So, as I mentioned the other day, I got on Facebook, and tyranist made fun of me immediately. I guess I deserve that, because I do tend to jump into these these head-first (selling on eBay--I spent a thousand dollars on stuff to resell the first month; World of Warcraft--I played a hundred hours the first week; religious cults--I killed five non-believers the first two days; gay porn . . . well, you get the picture).
And yeah, the darn thing is super habit-forming. First it was just filling in the slots of what I am a fan of. Merrill also mocked me, that I'd wake up at five in the morning, remembering I'd forgotten to list some book I like ("Oh no, what if someone reads my profile and doesn't see Men Are From Venus, Mars Needs Women on there and thinks that I'm a tool..."), and have to put it on there before I could go back to sleep.
Next it was adding friends and searching for people I had crushes on back when I was alive. After adding a friend, they can type in what they're currently doing, and you can hit a refresh button to see if anything's changed with anyone. And yeah, that's not a humongous time-waster.

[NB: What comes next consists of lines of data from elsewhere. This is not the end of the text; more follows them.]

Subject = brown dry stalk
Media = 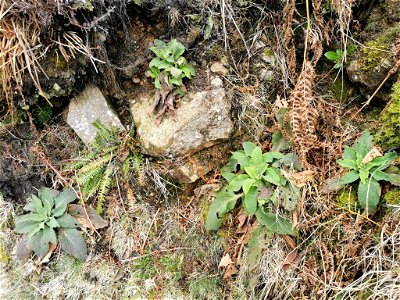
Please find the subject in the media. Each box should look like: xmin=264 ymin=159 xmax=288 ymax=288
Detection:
xmin=283 ymin=0 xmax=297 ymax=81
xmin=289 ymin=61 xmax=319 ymax=167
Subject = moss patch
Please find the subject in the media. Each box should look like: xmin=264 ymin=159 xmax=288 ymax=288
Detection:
xmin=384 ymin=188 xmax=400 ymax=205
xmin=376 ymin=80 xmax=400 ymax=149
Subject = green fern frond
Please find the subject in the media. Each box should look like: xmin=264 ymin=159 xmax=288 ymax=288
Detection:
xmin=82 ymin=171 xmax=103 ymax=199
xmin=96 ymin=165 xmax=114 ymax=213
xmin=76 ymin=166 xmax=104 ymax=186
xmin=78 ymin=152 xmax=114 ymax=175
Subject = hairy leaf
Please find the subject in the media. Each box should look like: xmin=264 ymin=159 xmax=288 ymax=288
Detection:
xmin=263 ymin=167 xmax=285 ymax=186
xmin=243 ymin=186 xmax=258 ymax=215
xmin=372 ymin=170 xmax=391 ymax=182
xmin=69 ymin=204 xmax=108 ymax=229
xmin=205 ymin=190 xmax=241 ymax=231
xmin=242 ymin=178 xmax=257 ymax=195
xmin=337 ymin=159 xmax=358 ymax=170
xmin=59 ymin=228 xmax=87 ymax=262
xmin=243 ymin=142 xmax=257 ymax=156
xmin=29 ymin=231 xmax=49 ymax=258
xmin=16 ymin=235 xmax=32 ymax=261
xmin=52 ymin=189 xmax=77 ymax=217
xmin=40 ymin=188 xmax=56 ymax=215
xmin=56 ymin=213 xmax=80 ymax=228
xmin=227 ymin=174 xmax=249 ymax=192
xmin=271 ymin=131 xmax=290 ymax=152
xmin=358 ymin=177 xmax=380 ymax=214
xmin=263 ymin=152 xmax=285 ymax=163
xmin=255 ymin=208 xmax=294 ymax=235
xmin=232 ymin=151 xmax=250 ymax=167
xmin=339 ymin=170 xmax=360 ymax=185
xmin=355 ymin=131 xmax=373 ymax=159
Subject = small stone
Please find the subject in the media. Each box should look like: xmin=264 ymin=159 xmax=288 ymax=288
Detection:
xmin=67 ymin=85 xmax=124 ymax=145
xmin=53 ymin=83 xmax=61 ymax=92
xmin=210 ymin=62 xmax=229 ymax=75
xmin=210 ymin=76 xmax=223 ymax=87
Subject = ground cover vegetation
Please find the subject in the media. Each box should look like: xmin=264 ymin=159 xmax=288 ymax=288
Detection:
xmin=1 ymin=0 xmax=400 ymax=299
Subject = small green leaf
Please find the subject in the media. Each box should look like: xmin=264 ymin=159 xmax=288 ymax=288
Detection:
xmin=59 ymin=228 xmax=88 ymax=262
xmin=263 ymin=167 xmax=284 ymax=186
xmin=358 ymin=177 xmax=380 ymax=214
xmin=359 ymin=168 xmax=370 ymax=183
xmin=205 ymin=190 xmax=241 ymax=231
xmin=364 ymin=152 xmax=397 ymax=170
xmin=154 ymin=77 xmax=161 ymax=89
xmin=170 ymin=66 xmax=183 ymax=79
xmin=243 ymin=186 xmax=258 ymax=215
xmin=52 ymin=189 xmax=77 ymax=217
xmin=255 ymin=208 xmax=294 ymax=235
xmin=243 ymin=142 xmax=257 ymax=156
xmin=324 ymin=51 xmax=341 ymax=61
xmin=387 ymin=172 xmax=400 ymax=186
xmin=271 ymin=131 xmax=290 ymax=152
xmin=337 ymin=159 xmax=358 ymax=170
xmin=242 ymin=178 xmax=257 ymax=195
xmin=31 ymin=195 xmax=46 ymax=216
xmin=40 ymin=188 xmax=55 ymax=215
xmin=57 ymin=213 xmax=80 ymax=228
xmin=180 ymin=65 xmax=195 ymax=78
xmin=227 ymin=174 xmax=250 ymax=192
xmin=222 ymin=172 xmax=236 ymax=183
xmin=42 ymin=225 xmax=57 ymax=245
xmin=204 ymin=16 xmax=214 ymax=40
xmin=169 ymin=39 xmax=185 ymax=60
xmin=232 ymin=151 xmax=250 ymax=167
xmin=339 ymin=170 xmax=360 ymax=185
xmin=46 ymin=217 xmax=60 ymax=228
xmin=244 ymin=166 xmax=259 ymax=179
xmin=355 ymin=131 xmax=373 ymax=159
xmin=263 ymin=152 xmax=285 ymax=163
xmin=342 ymin=146 xmax=357 ymax=161
xmin=149 ymin=57 xmax=172 ymax=69
xmin=250 ymin=147 xmax=263 ymax=165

Then it's sticking photos up. Back in the day (which, I guess was January and before), I was hesitant to ever stick a picture of me on my blog or my other websites, just in case people started sending me invitations to the Steve Buscemi Lookalike Society (Burn Victims Branch). But once I'd stuck up one picture, I couldn't stop. I put up five, then ten, then thirty, then I started downloading random pictures of celebrities and photoshopped myself into them. The madness never ends.

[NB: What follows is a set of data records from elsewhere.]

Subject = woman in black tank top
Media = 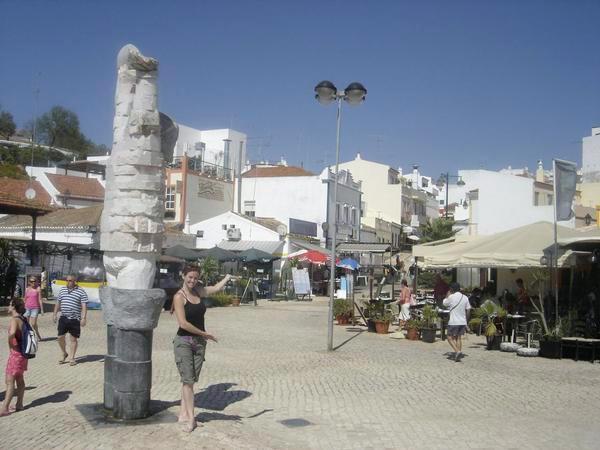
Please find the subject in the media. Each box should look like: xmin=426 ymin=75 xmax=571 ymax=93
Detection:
xmin=172 ymin=265 xmax=233 ymax=433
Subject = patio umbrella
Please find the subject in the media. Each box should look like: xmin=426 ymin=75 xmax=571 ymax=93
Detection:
xmin=337 ymin=257 xmax=360 ymax=270
xmin=296 ymin=250 xmax=330 ymax=265
xmin=164 ymin=245 xmax=200 ymax=261
xmin=197 ymin=246 xmax=239 ymax=262
xmin=238 ymin=248 xmax=276 ymax=263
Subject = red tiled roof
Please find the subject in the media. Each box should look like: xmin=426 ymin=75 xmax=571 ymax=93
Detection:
xmin=46 ymin=173 xmax=104 ymax=200
xmin=0 ymin=177 xmax=52 ymax=206
xmin=242 ymin=166 xmax=314 ymax=178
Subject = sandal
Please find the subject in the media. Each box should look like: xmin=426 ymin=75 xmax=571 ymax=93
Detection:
xmin=59 ymin=353 xmax=68 ymax=364
xmin=9 ymin=406 xmax=24 ymax=412
xmin=69 ymin=360 xmax=78 ymax=366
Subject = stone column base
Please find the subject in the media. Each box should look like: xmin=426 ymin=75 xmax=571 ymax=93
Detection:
xmin=100 ymin=287 xmax=165 ymax=420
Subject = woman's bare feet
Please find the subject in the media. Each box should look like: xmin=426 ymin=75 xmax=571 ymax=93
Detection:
xmin=181 ymin=420 xmax=196 ymax=433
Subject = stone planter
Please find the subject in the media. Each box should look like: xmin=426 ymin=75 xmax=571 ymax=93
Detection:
xmin=539 ymin=339 xmax=561 ymax=359
xmin=406 ymin=328 xmax=420 ymax=341
xmin=421 ymin=327 xmax=436 ymax=343
xmin=374 ymin=320 xmax=390 ymax=334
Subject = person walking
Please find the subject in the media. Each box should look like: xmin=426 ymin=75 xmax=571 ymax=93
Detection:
xmin=24 ymin=276 xmax=43 ymax=340
xmin=53 ymin=275 xmax=88 ymax=366
xmin=397 ymin=279 xmax=412 ymax=326
xmin=172 ymin=265 xmax=233 ymax=433
xmin=0 ymin=298 xmax=28 ymax=416
xmin=443 ymin=282 xmax=471 ymax=362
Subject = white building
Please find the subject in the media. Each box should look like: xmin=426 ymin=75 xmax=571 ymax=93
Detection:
xmin=239 ymin=164 xmax=362 ymax=247
xmin=337 ymin=154 xmax=437 ymax=246
xmin=441 ymin=168 xmax=574 ymax=236
xmin=189 ymin=211 xmax=284 ymax=249
xmin=174 ymin=125 xmax=247 ymax=176
xmin=582 ymin=126 xmax=600 ymax=183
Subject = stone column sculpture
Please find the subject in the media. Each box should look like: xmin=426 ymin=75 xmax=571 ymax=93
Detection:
xmin=100 ymin=44 xmax=168 ymax=420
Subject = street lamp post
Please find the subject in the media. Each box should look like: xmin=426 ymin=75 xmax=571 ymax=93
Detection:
xmin=315 ymin=80 xmax=367 ymax=352
xmin=437 ymin=172 xmax=465 ymax=219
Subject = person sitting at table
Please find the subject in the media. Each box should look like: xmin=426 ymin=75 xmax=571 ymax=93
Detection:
xmin=515 ymin=278 xmax=530 ymax=314
xmin=468 ymin=288 xmax=482 ymax=308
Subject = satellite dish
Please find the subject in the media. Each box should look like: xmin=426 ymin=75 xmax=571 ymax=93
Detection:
xmin=276 ymin=224 xmax=288 ymax=237
xmin=25 ymin=188 xmax=36 ymax=200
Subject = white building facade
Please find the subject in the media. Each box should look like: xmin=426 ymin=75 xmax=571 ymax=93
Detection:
xmin=441 ymin=169 xmax=574 ymax=236
xmin=239 ymin=165 xmax=362 ymax=247
xmin=174 ymin=125 xmax=247 ymax=176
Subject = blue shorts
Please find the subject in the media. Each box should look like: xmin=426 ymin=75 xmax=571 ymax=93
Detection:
xmin=24 ymin=308 xmax=40 ymax=318
xmin=447 ymin=325 xmax=467 ymax=337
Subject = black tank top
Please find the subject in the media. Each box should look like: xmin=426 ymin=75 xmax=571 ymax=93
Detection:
xmin=176 ymin=290 xmax=206 ymax=336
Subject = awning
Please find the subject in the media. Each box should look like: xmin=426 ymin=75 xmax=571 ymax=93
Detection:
xmin=413 ymin=221 xmax=581 ymax=269
xmin=218 ymin=239 xmax=284 ymax=256
xmin=337 ymin=242 xmax=392 ymax=253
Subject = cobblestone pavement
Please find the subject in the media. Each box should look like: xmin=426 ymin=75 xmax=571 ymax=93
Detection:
xmin=1 ymin=298 xmax=600 ymax=449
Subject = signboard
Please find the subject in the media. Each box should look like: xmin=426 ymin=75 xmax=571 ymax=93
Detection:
xmin=292 ymin=268 xmax=311 ymax=296
xmin=289 ymin=218 xmax=317 ymax=237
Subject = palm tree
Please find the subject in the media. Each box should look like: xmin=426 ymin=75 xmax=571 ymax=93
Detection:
xmin=420 ymin=218 xmax=457 ymax=243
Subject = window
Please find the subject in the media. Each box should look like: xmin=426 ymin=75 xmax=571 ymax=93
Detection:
xmin=196 ymin=230 xmax=204 ymax=238
xmin=222 ymin=224 xmax=227 ymax=230
xmin=439 ymin=199 xmax=445 ymax=205
xmin=229 ymin=224 xmax=235 ymax=229
xmin=352 ymin=208 xmax=357 ymax=225
xmin=336 ymin=203 xmax=341 ymax=222
xmin=165 ymin=186 xmax=176 ymax=210
xmin=547 ymin=194 xmax=553 ymax=205
xmin=344 ymin=205 xmax=349 ymax=223
xmin=534 ymin=192 xmax=540 ymax=206
xmin=244 ymin=200 xmax=256 ymax=217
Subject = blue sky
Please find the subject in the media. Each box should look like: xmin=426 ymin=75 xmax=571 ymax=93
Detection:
xmin=1 ymin=0 xmax=599 ymax=178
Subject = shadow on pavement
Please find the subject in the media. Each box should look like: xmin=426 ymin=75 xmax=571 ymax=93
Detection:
xmin=195 ymin=382 xmax=252 ymax=411
xmin=40 ymin=337 xmax=57 ymax=342
xmin=76 ymin=354 xmax=105 ymax=364
xmin=26 ymin=390 xmax=72 ymax=410
xmin=0 ymin=386 xmax=37 ymax=402
xmin=333 ymin=329 xmax=364 ymax=351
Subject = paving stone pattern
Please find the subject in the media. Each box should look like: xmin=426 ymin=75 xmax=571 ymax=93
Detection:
xmin=1 ymin=298 xmax=600 ymax=449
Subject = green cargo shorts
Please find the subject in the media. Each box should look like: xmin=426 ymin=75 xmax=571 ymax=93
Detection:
xmin=173 ymin=335 xmax=207 ymax=385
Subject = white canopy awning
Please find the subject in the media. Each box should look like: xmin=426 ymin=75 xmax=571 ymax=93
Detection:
xmin=413 ymin=222 xmax=581 ymax=269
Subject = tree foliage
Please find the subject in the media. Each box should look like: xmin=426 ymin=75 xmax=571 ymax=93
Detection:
xmin=0 ymin=109 xmax=16 ymax=140
xmin=419 ymin=218 xmax=457 ymax=243
xmin=0 ymin=163 xmax=28 ymax=179
xmin=36 ymin=106 xmax=91 ymax=157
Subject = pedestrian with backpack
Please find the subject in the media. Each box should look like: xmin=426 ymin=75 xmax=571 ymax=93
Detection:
xmin=0 ymin=298 xmax=29 ymax=416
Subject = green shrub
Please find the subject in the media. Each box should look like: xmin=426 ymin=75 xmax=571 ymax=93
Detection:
xmin=210 ymin=292 xmax=233 ymax=307
xmin=333 ymin=298 xmax=352 ymax=317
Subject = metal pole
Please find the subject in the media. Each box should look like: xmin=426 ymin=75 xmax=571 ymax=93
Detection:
xmin=327 ymin=97 xmax=342 ymax=351
xmin=445 ymin=172 xmax=449 ymax=219
xmin=552 ymin=160 xmax=559 ymax=325
xmin=237 ymin=141 xmax=244 ymax=213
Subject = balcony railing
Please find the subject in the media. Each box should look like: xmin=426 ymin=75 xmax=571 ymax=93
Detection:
xmin=169 ymin=157 xmax=233 ymax=182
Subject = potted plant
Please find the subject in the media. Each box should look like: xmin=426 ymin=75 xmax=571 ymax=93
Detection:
xmin=539 ymin=319 xmax=564 ymax=358
xmin=529 ymin=269 xmax=563 ymax=358
xmin=371 ymin=309 xmax=392 ymax=334
xmin=468 ymin=318 xmax=482 ymax=336
xmin=333 ymin=298 xmax=353 ymax=325
xmin=405 ymin=319 xmax=421 ymax=340
xmin=363 ymin=302 xmax=379 ymax=332
xmin=420 ymin=305 xmax=439 ymax=343
xmin=474 ymin=302 xmax=507 ymax=350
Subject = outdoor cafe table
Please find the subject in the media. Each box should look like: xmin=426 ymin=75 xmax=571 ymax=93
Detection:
xmin=504 ymin=314 xmax=526 ymax=343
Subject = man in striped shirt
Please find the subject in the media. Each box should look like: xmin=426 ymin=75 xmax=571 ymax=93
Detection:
xmin=53 ymin=275 xmax=88 ymax=366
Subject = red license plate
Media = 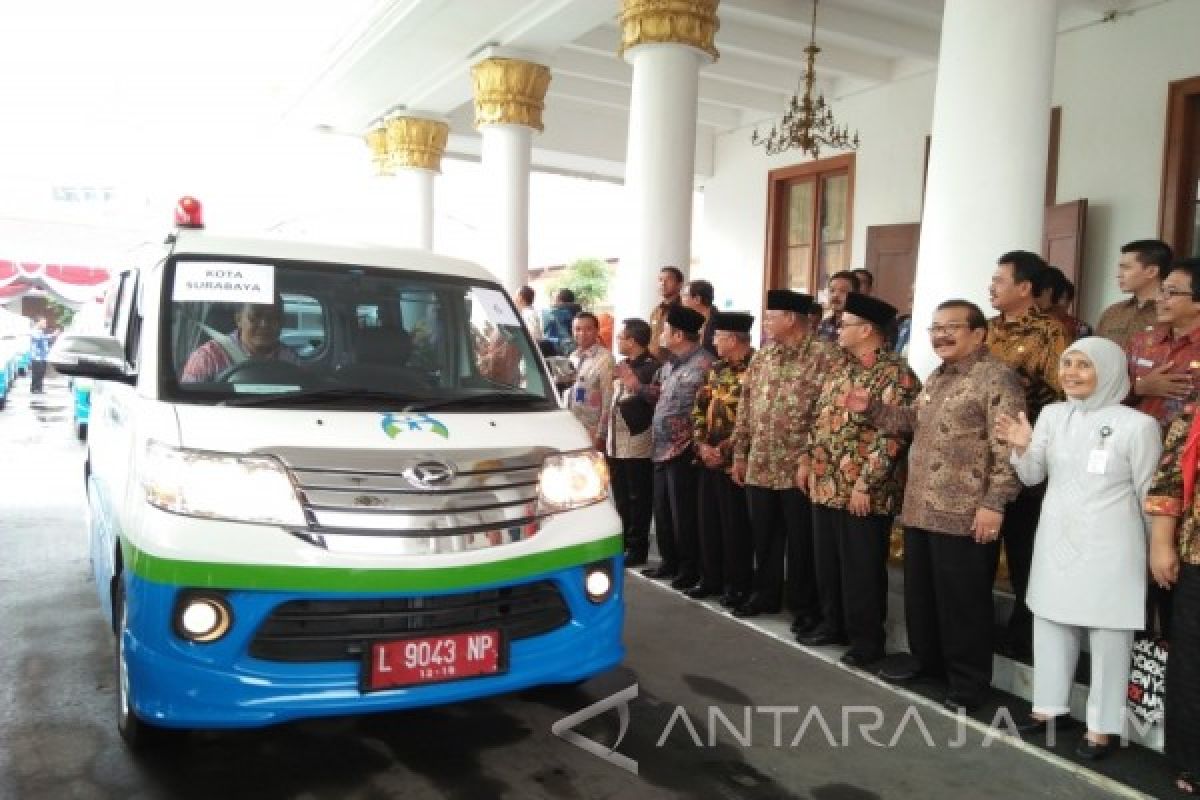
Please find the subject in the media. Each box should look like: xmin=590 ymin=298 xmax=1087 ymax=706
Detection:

Now there are games you can play with other users, or by yourself, or sending virtual Star Wars figures to people, or taking little quizzes with five questions that you can't get right because one of the answers is written wrong, and before you know it, life has passed you by.
Ho hum.
But there is a silver lining, though. I got an email today from a friend of mine that I guess I would have categorised as an ex-friend of mine, or merely an acquaintance, and he was lamenting the fact that we didn't stay in touch, but now, thanks to Facebook, he knows how to contact me and what I'm up to. He wrote a long, way-too-early-in-the-morning email, and I realised something:
This guy didn't stop being my friend because I was just a tag-along who wasn't worthy of him . . . we stopped socialising because of that nasty little thing called life.

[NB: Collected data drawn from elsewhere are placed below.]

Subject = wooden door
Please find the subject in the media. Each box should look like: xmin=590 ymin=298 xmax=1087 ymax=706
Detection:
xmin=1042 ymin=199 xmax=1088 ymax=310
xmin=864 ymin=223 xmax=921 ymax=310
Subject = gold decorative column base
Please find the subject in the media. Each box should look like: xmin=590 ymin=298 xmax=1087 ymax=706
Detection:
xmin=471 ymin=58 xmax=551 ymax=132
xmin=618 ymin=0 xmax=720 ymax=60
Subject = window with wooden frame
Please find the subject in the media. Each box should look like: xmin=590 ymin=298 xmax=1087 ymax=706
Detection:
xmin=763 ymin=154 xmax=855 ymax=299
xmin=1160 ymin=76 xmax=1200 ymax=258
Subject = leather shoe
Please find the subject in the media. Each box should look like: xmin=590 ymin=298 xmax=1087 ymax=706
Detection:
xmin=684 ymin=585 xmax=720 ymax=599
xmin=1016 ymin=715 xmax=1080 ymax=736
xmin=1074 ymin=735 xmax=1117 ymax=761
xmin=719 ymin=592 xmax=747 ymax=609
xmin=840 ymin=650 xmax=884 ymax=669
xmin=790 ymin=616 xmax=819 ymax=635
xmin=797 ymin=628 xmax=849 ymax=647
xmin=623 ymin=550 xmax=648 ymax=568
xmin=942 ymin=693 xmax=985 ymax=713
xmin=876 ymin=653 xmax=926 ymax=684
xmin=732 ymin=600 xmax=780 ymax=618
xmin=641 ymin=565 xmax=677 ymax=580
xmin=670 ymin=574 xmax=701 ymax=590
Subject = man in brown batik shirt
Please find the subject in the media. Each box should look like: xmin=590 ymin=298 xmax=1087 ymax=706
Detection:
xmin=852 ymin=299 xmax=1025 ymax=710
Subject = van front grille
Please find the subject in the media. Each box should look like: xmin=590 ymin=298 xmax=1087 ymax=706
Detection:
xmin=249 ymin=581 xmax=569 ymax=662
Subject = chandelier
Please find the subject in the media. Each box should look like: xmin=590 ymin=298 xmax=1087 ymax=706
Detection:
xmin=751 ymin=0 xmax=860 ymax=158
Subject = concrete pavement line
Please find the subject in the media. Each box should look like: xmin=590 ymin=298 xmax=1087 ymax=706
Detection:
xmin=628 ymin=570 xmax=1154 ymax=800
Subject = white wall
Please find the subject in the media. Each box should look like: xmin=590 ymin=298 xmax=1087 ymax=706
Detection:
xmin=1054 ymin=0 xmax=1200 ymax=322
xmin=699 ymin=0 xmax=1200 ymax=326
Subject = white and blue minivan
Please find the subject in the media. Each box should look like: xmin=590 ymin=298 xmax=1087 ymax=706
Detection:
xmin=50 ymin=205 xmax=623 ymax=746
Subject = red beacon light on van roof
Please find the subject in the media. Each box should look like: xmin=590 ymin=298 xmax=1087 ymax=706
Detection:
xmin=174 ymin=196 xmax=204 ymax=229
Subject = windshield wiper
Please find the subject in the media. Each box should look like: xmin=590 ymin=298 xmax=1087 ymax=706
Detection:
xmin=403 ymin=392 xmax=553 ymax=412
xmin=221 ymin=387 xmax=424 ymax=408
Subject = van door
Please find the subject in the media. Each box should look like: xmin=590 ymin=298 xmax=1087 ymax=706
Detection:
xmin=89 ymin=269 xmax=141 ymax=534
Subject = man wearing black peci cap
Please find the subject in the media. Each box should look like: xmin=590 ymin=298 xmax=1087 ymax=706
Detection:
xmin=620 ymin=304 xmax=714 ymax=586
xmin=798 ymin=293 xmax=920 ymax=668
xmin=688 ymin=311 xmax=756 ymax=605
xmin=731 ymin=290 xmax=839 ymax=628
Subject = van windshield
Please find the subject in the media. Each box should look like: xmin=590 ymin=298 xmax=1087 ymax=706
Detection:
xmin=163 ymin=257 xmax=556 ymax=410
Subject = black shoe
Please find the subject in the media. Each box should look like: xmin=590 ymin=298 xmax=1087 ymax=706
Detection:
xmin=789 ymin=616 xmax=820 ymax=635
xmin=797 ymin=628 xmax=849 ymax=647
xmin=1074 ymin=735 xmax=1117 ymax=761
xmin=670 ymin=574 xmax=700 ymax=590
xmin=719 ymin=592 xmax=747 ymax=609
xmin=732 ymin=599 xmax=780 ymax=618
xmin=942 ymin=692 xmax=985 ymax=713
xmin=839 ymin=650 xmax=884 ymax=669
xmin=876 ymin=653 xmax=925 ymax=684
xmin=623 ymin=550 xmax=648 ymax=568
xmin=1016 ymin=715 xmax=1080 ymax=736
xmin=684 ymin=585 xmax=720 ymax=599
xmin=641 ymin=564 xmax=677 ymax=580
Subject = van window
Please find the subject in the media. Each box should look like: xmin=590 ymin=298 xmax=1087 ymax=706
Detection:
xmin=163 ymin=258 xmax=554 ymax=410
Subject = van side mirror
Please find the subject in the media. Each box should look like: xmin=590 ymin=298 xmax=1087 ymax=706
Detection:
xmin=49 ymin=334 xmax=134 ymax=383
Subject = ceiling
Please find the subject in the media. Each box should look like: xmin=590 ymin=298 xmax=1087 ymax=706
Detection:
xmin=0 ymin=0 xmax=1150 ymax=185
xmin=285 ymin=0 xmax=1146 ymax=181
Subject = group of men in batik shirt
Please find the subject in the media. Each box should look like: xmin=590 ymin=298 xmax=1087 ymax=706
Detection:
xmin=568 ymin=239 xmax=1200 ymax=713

Hearing from him made me feel really good. You can never have too many friends.* And I gotta say, even though I've wasted pretty much all of my youth (but what else is new?) . . . I don't regret joining Facebook at all.
How's that for a silver lining, be-otch?
Rish "Social Butterfly/Distortion" Outfield
*Dude, that reminds me of my October Scary Story Event tale of 2007. It was about a loser guy who moves away from Los Angeles to his crappy little hometown and gets a job at the run-down movie theater on Main Street. His uncle has spent all of his savings on renovating the place and offered him the job of ticket-taker. Later, when business amazingly/mysteriously begins to pick up, the uncle hires the prettiest girl you ever did see to be the new ticket-taker, while our main character is relegated to selling popcorn and watered-down soft drinks.
Well, naturally, our main guy is attracted to the pretty new girl, so he tries to chum up to her. She brushes him off, and he says, "I'm just trying to be friendly," to which she says, "I've got enough friends, thanks." Before he sulks back to his little butter-and-salt-smelling cubbyhole, he mutters, "NO ONE has enough friends."
Well, that damn story was meant to be about fifteen pages long, but after reaching twenty or so, and still not getting to the Horror-part, I abandoned it. As I so often do.
But typing this and hearing from Brian makes me want to dust off that old story and write it through to the end. Thanks, dude.